Microarray-type spatially resolved ECL immunoassay (SR-ECLIA) for mTBI biomarker panel detection
In our previous publication, we have developed three single-plex assays for the mTBI biomarkers GFAP, h-FABP, S100β, and shown the proof-of-concept of how these three assays can be combined into a 3-plex microarray type assay format on a single SPCE using the SR-ECLIA approach (Fig. 4a).29 The protocol is similar to single biomarker detection protocol described in the previous chapter, with the difference that carbon working electrodes were spotted with BSA@SULFO-TAG protein (control/alignment spots, 3 spots) and with capture antibodies of all three biomarkers (2 spots) (Fig. 4a, STEP 1).

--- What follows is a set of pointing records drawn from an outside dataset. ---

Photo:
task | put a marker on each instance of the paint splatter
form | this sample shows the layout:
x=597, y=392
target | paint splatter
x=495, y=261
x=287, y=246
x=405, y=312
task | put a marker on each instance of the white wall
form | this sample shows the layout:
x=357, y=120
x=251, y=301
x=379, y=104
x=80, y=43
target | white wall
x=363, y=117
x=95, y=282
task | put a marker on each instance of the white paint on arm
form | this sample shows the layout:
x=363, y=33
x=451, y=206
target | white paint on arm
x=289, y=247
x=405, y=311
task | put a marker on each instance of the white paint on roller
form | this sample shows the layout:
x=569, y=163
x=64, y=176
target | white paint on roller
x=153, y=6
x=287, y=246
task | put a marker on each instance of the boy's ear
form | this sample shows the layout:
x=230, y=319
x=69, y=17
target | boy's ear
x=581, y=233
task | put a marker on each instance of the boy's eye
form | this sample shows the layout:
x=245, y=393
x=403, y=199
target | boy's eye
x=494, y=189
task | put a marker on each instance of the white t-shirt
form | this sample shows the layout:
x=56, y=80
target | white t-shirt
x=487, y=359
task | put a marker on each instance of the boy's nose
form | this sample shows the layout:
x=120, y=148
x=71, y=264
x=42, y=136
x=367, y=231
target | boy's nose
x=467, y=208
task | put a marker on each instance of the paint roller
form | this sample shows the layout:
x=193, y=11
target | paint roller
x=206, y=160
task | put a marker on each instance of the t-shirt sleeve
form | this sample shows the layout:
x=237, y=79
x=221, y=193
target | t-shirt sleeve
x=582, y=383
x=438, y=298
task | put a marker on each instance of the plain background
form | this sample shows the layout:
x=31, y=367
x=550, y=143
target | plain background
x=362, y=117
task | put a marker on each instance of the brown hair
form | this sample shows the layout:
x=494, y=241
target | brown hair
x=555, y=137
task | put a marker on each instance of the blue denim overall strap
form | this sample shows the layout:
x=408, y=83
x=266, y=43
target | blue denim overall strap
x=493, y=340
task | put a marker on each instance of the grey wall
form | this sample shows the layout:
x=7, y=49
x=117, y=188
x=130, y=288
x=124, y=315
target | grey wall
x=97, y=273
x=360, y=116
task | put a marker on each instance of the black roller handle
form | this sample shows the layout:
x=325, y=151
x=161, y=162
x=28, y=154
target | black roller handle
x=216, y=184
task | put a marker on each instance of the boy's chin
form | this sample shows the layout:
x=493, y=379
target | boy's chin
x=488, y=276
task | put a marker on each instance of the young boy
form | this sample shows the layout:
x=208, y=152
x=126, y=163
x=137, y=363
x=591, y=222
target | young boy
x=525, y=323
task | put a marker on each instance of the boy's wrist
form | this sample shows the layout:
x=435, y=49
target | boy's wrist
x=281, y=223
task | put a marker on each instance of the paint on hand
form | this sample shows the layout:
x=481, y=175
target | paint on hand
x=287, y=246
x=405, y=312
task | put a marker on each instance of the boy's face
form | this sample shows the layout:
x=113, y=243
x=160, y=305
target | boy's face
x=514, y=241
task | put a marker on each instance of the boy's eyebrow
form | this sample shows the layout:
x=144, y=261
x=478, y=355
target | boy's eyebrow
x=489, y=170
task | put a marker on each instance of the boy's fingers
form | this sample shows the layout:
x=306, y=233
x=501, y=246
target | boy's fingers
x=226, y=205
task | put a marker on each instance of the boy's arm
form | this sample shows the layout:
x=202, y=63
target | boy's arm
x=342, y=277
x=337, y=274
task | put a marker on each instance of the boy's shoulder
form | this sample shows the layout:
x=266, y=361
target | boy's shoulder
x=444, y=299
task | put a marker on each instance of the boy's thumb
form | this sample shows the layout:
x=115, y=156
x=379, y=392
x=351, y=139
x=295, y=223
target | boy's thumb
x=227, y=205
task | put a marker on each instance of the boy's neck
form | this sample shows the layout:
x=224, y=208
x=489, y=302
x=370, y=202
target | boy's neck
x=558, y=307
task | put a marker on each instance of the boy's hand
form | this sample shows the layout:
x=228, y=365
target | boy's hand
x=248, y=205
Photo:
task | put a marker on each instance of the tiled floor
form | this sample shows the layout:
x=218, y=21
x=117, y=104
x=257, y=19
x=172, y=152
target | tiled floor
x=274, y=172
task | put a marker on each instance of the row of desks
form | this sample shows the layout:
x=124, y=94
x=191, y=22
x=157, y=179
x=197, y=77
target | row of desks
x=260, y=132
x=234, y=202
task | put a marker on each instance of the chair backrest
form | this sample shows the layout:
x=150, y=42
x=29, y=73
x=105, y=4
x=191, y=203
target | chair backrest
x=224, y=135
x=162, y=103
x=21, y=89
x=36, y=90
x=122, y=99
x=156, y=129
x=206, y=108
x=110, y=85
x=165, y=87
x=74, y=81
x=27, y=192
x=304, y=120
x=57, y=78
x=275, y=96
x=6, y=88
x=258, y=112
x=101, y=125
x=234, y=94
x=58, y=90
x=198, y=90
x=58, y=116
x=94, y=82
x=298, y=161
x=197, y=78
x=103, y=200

After the rest of the sandwich assay was performed (Fig. 4a, STEP 2), the ECL detection was done by adding the read buffer solution containing tripropylamine (Fig. 4a, STEP 3) and performing chronoamperometry at a potential of 1.55 V. Recorded ECL images were processed using the ImageJ software, where the signal intensity of each spot area was calculated for each biomarker (Fig. 4a, STEP 4).
|
| Fig. 4 Microarray-type SR-ECLIA 3-plex protocol: a) schematic representation of the assay established for detection of three mTBI biomarkers (GFAP, h-FABP, S100β) on a single SPCE. STEP 1 includes the spotting of small quantities of capture antibodies of each biomarker on the predefined spot positions on the SPCE using a spotter device (BSA labelled with SULFO-TAG was used for control/alignment purposes); STEP 2 includes the typical sandwich assay protocol composed of a blocking step, addition of three antigens, and addition of detection antibodies modified with the SULFO-TAG label carrying Ru(bpy)32+; STEP 3 is the detection step that includes addition of the tripropylamine (TPA) co-reactant and applying a potential on the SPCE to trigger the ECL signal generation from each biomarker spot; STEP 4 comprises the raw data processing; b) optimization of capture antibody amount per spot (cAb amount for all biomarkers: 7.00 ng per spot, 2.10 ng per spot, 0.70 ng per spot, 0.18 ng per spot). The antigen concentrations were 0, 1, 10 and 50 ng mL−1. The other assay conditions are listed in SI-5.† | |
The obtained 3-plex microarray SR-ECLIA assay was further optimized by fine-tuning the quantity of spotted capture antibodies (cAbs) on the electrode surface. The cAbs in the assay should provide optimal electrode surface coverage and proper orientation for the best recognition of target antigens. For that purpose, SPCE were spotted with four different concentrations/quantities of cAbs of each biomarker: (i) 25 μg mL−1 (0.18 ng per spot); (ii) 100 μg mL−1 (0.70 ng per spot); (iii) 300 μg mL−1 (2.10 ng per spot); and (iv) 1000 μg mL−1 (7.00 ng per spot), according to the pattern shown in Fig. 4a (the assay conditions are listed in SI-5†). For each spotting condition, a complete multi-analyte assay was performed with four different antigen concentrations in triplicate (0, 1, 10, and 50 ng mL−1). Fig. 4b shows obtained S/B ratios for all tested conditions and for all three biomarkers. It was observed that when cAb quantities on the electrodes were higher than >0.70 ng per spot (2.10 and 7.00 ng per spot, respectively) and lower than <0.70 ng per spot (0.18 ng per spot), low S/B ratios were obtained, possibly indicating sub-optimal electrode surface coverage. The best S/B ratios were obtained with spots containing 0.70 ng of cAbs, thus this condition was used for further experiments.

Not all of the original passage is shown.